Apparently the contingency planning for a VA ” …. did not involve the provision of any advice to any RCR Group member’s board, their individual directors or the management of the RCR Group on their duties under the Corporations Act 2001, the management of the RCR Group or in relation to their management of the affairs of or the solvency or insolvency of the RCR Group.”

Further, we learn that the pre-appointment work was conducted in two phases with the first beginning on August 13 this year when RCR Tomlinson chairman Rod Brown approached McGrathNicol partner Robyn McKern while RCR Tomlinson’s legal advisor Tim Klineberg from King & Wood Malleson’s (KWM) made contact with McGrathNicol cashflow specialist Jason Ireland.

The DIRRI is signed off by Jason PrestonJamie HarrisMatt Caddy and Rob Brauer and as Preston looks likely to be the lead appointee it will be interesting to hear creditors’ questions at the first meeting to be convened on Monday, December 3. So much pre-appointment involvement. So little cause for conflict.

6 Comments on "McGrathNicol does a KordaMentha on RCR Tomlinson"

  1. Peter
    It is called Pre Planning and if done by big firms it is acceptable. If Small IP firms conduct them selves in this way it is branded Pre Packaging and we know that is not allowed. So I support Pre Planning for the big and for all. When it is for all it is called a level playing field. Not asking for much. Cheers

  2. Concern Small Practitioner | 28 November 2018 at 4:28 pm | Reply

    Peter.
    Sorry I missed the newly coined term in this space. Contingency Planning. Allowing one to give advise on a whole range of things and come back and review how $100 million dollars of fresh capital gets burnt following your appointed as an independent external administratior..
    Should have crossed referenced the contingency planning work that McGrath did for several months before their appointment in the Toy r us administration. Great work when you can get it.

    Cheers

  3. Peter

    The Dirri makes it clear that the money was paid into McN trust account prior to the invoice being raised therefore there is no debtor creditor relationship and implicity no unfair preference. This is too clever by half. Suggest you ask how much of the work that was invoiced was performed prior to the payment of funds into trust.
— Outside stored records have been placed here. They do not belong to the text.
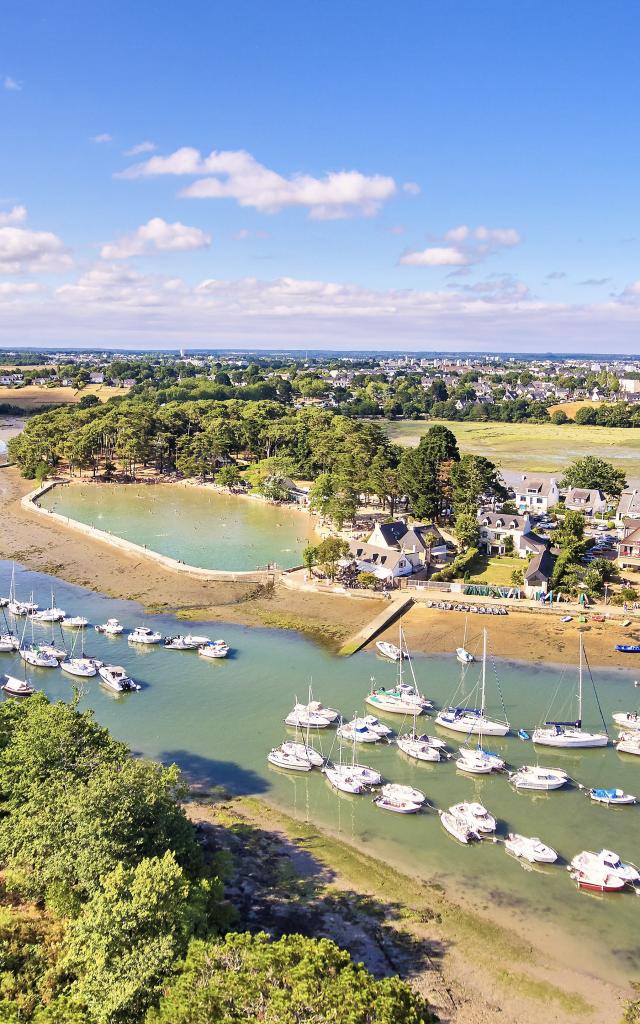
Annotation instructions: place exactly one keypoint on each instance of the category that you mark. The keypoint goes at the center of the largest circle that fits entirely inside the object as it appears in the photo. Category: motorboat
(539, 778)
(612, 798)
(570, 734)
(458, 827)
(464, 656)
(283, 759)
(301, 716)
(142, 634)
(76, 623)
(85, 667)
(214, 649)
(365, 730)
(389, 650)
(529, 848)
(473, 721)
(627, 720)
(51, 614)
(34, 655)
(303, 752)
(397, 804)
(400, 699)
(595, 879)
(422, 748)
(629, 742)
(112, 628)
(343, 780)
(50, 648)
(363, 773)
(476, 761)
(395, 791)
(179, 643)
(477, 816)
(115, 678)
(17, 687)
    • Angry creditor | 30 November 2018 at 4:10 pm | Reply

      Ripping us off for $500k! Mcgrathnicol need to pay it back immediately and distribute to creditors! Will be raising at the creditors meeting.

  4. MGN allege no unfair preference because the invoices were raised after funds paid into trust.

    Possibly still an unfair preference if the work was performed prior to the funds being paid.

  5. To convince members to adhere by the rules of the game, the rules have to be applied to all parties within an industry equally. I leave it to the readers to judge for themselves whether was the case here.

    In my humble opinion, this is a case of having one’s cake and eating it as well. Firms, large or small, have to at the start decide whether they are going to service their clients as a restructuring advisor or as an Administrator, not constantly trying to find ways to sidestep clearly set out guidelines by ARITA on what constitutes conflicts of interests. Otherwise it makes a mockery of ARITA’s recent emphasis on ethics in its educational module.

    ASIC and ARITA, perhaps less harping on accidental late ASIC lodgements by otherwise well-meaning SME practitioners, and more enforcement of your own conflict of interest code of conduct on the bigger end of town?